The Knicks already treated draft night like a payroll exercise with sneakers on it, moving around the board and avoiding first-round salary. Now the next little money pocket matters. Dadiet is making just under $3 million, which sounds tiny until a contender starts counting every dollar below the second apron.
Pacome Dadiet averaged 1.7 points and 0.9 rebounds in 4.7 minutes over 29 regular-season games. It is not a rotation resume yet, but it is a young, movable salary with enough mystery attached to make another front office at least answer the call.

The Knicks have a Dadiet decision
I get why fans would rather talk about proven veterans. Dadiet has not done enough in real NBA minutes to make anyone emotional, and after winning a title, patience for developmental projects tends to shrink fast.
The front office has to think differently. If Dadiet is not in the rotation plan, keeping his salary just because he is young becomes harder to justify. The Knicks need cheap players, yes, but they need cheap players who either play or help create room for someone who will.

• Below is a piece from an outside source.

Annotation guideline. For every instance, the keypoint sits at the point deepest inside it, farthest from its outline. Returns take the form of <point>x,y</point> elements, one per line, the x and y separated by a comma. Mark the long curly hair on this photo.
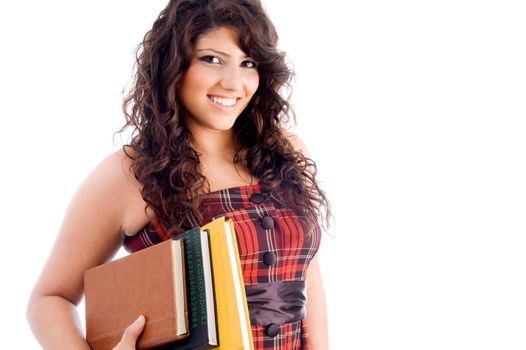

Here comes the awkward part of a championship roster. The celebration ends, the spreadsheet walks back into the room, and suddenly a $2.98 million salary has a job to do.
Dadiet can still help the Knicks without playing
Dadiet could still become a useful forward. He is 6-foot-9, young, and not exactly a finished product. Moving him just to move him would be a little silly, especially if the Knicks believe their development staff can still get something real from him.
But if the choice is between protecting a long-term maybe and creating flexibility for a player who helps the title defense immediately, the answer gets colder. Leon Rose has to be ruthless there.
The Knicks do not need Dadiet to become the offseason headline. They need to decide whether he is part of the plan or part of the math. Right now, the math is talking louder.